Synthetic data: What it is and what it is about?

The idea of synthetic data has first been proposed independently in 1993 by Donald B. Rubin and Roderick J.A. Little, who are known as members of the founding fathers of modern missing data theory (Rubin 1993; Little 1993). Both proposed, albeit in slightly different ways, to not release the original data, but replace values from the original data with values drawn from some model. That is, synthetic data is nothing more than generated data, and is occasionally called simulated data, digital twins or even fake data. This model can be specified independent of the data at hand, but typically it is estimated on a data set. Moreover, the model can range from very simple (e.g., a set of values with attached probabilities) to extremely complex (e.g., a neural network with billions of parameters). Whatever model is used, it is essential that new samples can be generated from it. These newly drawn samples can then be released to the public, as a surrogate dataset that mimics the original data statistically.
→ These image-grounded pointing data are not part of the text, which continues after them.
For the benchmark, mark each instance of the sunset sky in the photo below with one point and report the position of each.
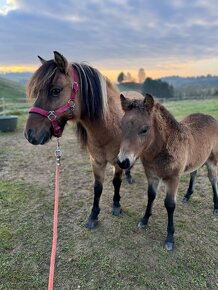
(165, 37)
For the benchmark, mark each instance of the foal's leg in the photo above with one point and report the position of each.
(98, 171)
(170, 204)
(190, 187)
(128, 176)
(152, 192)
(117, 180)
(211, 166)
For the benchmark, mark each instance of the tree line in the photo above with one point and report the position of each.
(157, 88)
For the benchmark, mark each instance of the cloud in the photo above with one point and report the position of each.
(111, 33)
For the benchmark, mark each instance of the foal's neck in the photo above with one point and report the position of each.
(165, 126)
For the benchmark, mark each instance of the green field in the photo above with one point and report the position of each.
(116, 255)
(182, 108)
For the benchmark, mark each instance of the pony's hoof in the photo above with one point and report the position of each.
(129, 180)
(91, 224)
(169, 246)
(216, 212)
(142, 224)
(116, 210)
(185, 199)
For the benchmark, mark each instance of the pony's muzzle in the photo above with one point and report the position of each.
(43, 137)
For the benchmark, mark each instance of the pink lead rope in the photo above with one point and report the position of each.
(55, 221)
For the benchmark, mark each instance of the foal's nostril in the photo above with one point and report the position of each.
(29, 135)
(125, 164)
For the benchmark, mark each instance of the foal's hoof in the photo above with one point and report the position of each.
(91, 223)
(116, 210)
(216, 211)
(185, 199)
(169, 246)
(142, 224)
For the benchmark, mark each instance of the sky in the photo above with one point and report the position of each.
(165, 37)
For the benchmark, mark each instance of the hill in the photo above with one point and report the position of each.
(11, 90)
(18, 77)
(201, 86)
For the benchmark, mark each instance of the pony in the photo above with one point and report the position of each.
(167, 149)
(77, 92)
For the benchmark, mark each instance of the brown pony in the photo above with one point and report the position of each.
(79, 93)
(167, 149)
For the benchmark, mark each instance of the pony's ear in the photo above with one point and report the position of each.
(124, 102)
(148, 102)
(41, 59)
(61, 62)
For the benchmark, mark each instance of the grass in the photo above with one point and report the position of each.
(182, 108)
(115, 255)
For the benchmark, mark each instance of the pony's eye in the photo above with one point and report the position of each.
(143, 131)
(55, 92)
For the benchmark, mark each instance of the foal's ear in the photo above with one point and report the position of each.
(148, 102)
(41, 59)
(61, 62)
(124, 102)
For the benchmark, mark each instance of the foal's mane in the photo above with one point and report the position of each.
(165, 118)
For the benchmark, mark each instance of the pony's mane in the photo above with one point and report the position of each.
(41, 79)
(93, 94)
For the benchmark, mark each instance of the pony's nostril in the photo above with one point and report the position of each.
(29, 135)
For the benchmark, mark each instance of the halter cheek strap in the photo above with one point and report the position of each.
(70, 105)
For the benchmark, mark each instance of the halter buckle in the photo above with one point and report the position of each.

In what follows, we assume that there is a observed data set, \(X\), consisting of \(n\) observations measured on \(p\) variables. Furthermore, we assume that these observations adhere to some structure that we can encode in the joint distribution of the variables, \(f(X)\). If we would know this distribution, we could sample new observations from it directly, but we typically do not know this. However, we can estimate this joint distribution, leading to \(\hat{f}(X)\), and sample new observations from this.

Modelling synthetic data

How to estimate this joint distribution is essentially a question of how to specify the synthetic data model. If our model approximates the true data generating process reasonably well, we can expect fairly high quality synthetic data. To be a bit more precise, this means that both univariate and multivariate patterns of the observed data are preserved in the synthetic data: the univariate characteristics of the variables are thus preserved, but also relationships between variables are captured in the synthetic data. Moreover, if we model \(f(X)\) accurately and draw new samples from this model, our data should be protected sufficiently well, because many real-world processes are far from deterministic. These random fluctuations typically provide sufficient uncertainty to prevent both identity and attribute disclosure. In what follows, we describe the two strategies that have emerged to estimate \(\hat{f}(x)\) and draw samples from it.

Joint modelling

One approach to modelling synthetic data, is by estimating the multivariate distribution of the data directly, and use this single joint model to draw values for all variables simultaneously. We can, for example, model the distribution of the data using a normal approximation. That is, we estimate the means and covariances of the variables in the data, assume normality, and generate synthetic samples from this normal distribution. For many data sets, however, this normal approximation provides a poor fit.

In the past decade, deep learning has become popular for the generation of synthetic data. An advantage of these methods, in particular generative adversarial networks (GANs) and variational auto-encoders (VAEs), is that they do not assume a particular parametric distribution (like the normal approximation we just discussed). Rather, these methods attempt to learn the distribution of the data, by transforming relatively simple input data in a way that resembles the observed data. While these methods can achieve state-of-the-art performance, extensive tuning is often required to achieve this performance. Moreover, tuning these models such that they produce realistic synthetic data is non-trivial and often performed in an ad hoc fashion, subsantially lowering user-friendliness.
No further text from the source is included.